CIT-Pleite, Banken, Getty Images

Die Insolvenz der CIT-Bank beweist nach Expertenmeinung, dass die Krise noch lange nicht bewältigt ist.

(Foto: Foto: Getty Images)

Bankenexperten in Deutschland sehen die Folgen bei weitem nicht so schlimm wie vor einem Jahr. "Lehman war international viel stärker verflochten als CIT, man sieht es daran, dass heute noch Tausende deutsche Anleger Geld aus Zertifikaten einklagen", sagt Andreas Rathgeber, Professor für Finanzwirtschaft an der UMIT-Universität in Innsbruck.

Auch im Geschäft zwischen den Banken war Lehman wichtig: Institute auf der ganzen Welt hatten Lehman Geld geliehen oder bei Lehman Geld angelegt. Rathgeber: "Die Tragweite war deshalb eine ganz andere als jetzt bei CIT." Die Insolvenz des Mittelstandsfinanzierers sei für die USA zwar ein großes Problem, es sei jedoch nicht zu erwarten, dass sie Schockwellen um den Globus aussende.

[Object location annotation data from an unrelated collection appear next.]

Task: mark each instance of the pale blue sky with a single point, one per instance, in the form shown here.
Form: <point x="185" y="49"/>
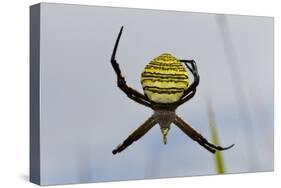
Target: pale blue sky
<point x="84" y="115"/>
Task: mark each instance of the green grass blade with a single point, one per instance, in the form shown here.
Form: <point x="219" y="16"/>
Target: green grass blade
<point x="214" y="137"/>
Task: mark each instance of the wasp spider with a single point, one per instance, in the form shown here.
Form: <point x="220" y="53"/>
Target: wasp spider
<point x="166" y="86"/>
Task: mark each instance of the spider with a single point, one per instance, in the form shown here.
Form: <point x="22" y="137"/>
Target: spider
<point x="165" y="83"/>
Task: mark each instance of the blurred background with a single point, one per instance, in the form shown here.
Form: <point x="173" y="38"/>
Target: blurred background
<point x="84" y="116"/>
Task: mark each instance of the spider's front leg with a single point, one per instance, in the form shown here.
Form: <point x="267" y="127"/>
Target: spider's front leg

Notenbanken sorgen für Liquidität

Martin Faust, Professor an der Frankfurt School of Finance and Management sieht es ähnlich: "Die Lehman-Pleite war deshalb so gravierend, weil die Akteure auf den Finanzmärkten erstmals die Erfahrung machen mussten, dass der Staat eine Bank nicht rettet", sagt er. Danach hätten die Staaten und Notenbanken aus dem Fall gelernt und Instrumente gefunden, um die Folgen einzudämmen, wenn ein Finanzinstitut in Schieflage gerate.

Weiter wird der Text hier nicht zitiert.